I have posted it on here before.


----------



## DB1 (Jan 20, 2012)

Yes I definitely think there should be more cone model pictures! love fred's eyes in 2nd photo. Thanks for nice comments re Dudley, I wonder if he will quite miss the cone when it's gone - doubt it!


----------



## lady amanda (Nov 26, 2010)

Here is LADY!!! posing rather risky for the camera!


----------



## DB1 (Jan 20, 2012)

Lady still looks gorgeous, the cone can't spoil that! anyone else with conedog pics?!!


----------



## Skyesdog (Jun 7, 2012)

Love the fact that lady's cone doesn't stop her from lying on her back!!


----------



## lady amanda (Nov 26, 2010)

Yes the cone didn't stop her..she was still cooky. 

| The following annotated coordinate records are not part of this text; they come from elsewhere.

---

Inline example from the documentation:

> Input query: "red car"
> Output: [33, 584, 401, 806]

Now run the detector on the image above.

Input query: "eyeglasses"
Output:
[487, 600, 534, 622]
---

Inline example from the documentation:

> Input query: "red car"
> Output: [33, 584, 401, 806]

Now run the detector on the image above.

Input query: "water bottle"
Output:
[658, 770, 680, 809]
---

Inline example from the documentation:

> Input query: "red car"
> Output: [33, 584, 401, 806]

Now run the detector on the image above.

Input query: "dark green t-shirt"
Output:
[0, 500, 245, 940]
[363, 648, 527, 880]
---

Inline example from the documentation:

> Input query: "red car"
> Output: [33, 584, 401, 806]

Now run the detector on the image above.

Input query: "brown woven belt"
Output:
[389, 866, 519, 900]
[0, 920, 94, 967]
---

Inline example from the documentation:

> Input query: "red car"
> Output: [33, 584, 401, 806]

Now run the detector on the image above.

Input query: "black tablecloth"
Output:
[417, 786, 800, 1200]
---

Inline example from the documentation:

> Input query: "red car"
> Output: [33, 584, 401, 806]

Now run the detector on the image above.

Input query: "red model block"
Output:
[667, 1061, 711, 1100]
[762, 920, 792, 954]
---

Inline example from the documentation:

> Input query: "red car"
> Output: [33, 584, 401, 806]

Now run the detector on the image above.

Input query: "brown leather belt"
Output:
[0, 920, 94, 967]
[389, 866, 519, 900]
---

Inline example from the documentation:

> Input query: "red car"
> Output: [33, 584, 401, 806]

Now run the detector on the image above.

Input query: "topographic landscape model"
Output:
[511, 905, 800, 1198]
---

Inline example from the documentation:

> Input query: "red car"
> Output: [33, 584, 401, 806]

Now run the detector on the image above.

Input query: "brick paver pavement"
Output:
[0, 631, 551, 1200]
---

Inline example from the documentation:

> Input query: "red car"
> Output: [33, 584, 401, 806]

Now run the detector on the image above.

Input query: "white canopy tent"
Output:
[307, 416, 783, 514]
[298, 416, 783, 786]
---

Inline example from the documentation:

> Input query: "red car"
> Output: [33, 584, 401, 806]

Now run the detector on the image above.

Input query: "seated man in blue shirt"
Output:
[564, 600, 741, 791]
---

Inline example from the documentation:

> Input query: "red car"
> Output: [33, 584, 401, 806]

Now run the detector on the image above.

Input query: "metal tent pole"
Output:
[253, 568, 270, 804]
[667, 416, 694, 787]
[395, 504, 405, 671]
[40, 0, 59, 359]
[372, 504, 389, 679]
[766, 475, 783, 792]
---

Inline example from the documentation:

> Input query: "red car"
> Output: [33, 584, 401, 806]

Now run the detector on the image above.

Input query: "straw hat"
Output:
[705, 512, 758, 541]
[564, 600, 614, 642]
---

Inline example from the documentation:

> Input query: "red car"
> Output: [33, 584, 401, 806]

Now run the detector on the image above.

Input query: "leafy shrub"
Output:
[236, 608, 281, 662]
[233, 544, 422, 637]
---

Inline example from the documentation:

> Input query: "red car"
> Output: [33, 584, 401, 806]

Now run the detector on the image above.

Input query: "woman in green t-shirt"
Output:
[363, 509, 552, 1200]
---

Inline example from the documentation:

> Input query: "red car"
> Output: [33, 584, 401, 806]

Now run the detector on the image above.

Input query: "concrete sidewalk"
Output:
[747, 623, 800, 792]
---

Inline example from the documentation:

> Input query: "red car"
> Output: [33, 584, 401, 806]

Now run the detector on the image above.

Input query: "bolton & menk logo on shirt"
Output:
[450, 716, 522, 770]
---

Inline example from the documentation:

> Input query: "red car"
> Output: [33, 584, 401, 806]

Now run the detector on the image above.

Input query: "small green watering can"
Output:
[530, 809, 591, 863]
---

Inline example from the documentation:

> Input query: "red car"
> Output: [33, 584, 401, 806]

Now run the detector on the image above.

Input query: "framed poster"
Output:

Sent from my Galaxy Nexus using Tapatalk 2


----------



## ali-s.j. (Jun 6, 2011)

I have gone for the baby vest alternative for Izzy


----------



## Anita (Jan 5, 2012)

Frisbee turned out to be a bit of a contortionist so had to wear a double cone


----------



## JoJo (Mar 2, 2011)

Hey cockapoos even look gorgeous in a cone or vest after an op .. we are so lucky to have such happy and adorable looking dogs


----------



## Cat 53 (Aug 26, 2012)

I think they are all beautifully 'framed'!


----------



## dmgalley (Aug 19, 2012)

Who knew you could make a cone look so good  I hope I can use some kind of vest for Jake.


----------



## Lynn<3 (Jul 4, 2011)

Amiee Jane needed the cone to keep her from licking the stitches, and a baby onesie to keep her from scratching them


----------



## DB1 (Jan 20, 2012)

How tiny does Aimee Jane look, so cute, Izzy still looks beautiful, Frisbee does not look impressed! I thought we may have to do the double with Dudley but just managed with the larger one in the end (although with both it would prob flap around less), but they all look great still.


----------



## Lynn<3 (Jul 4, 2011)

It's Amiee Jane. My husband messed it up on the micro chip, and we like it the way it is ^^


----------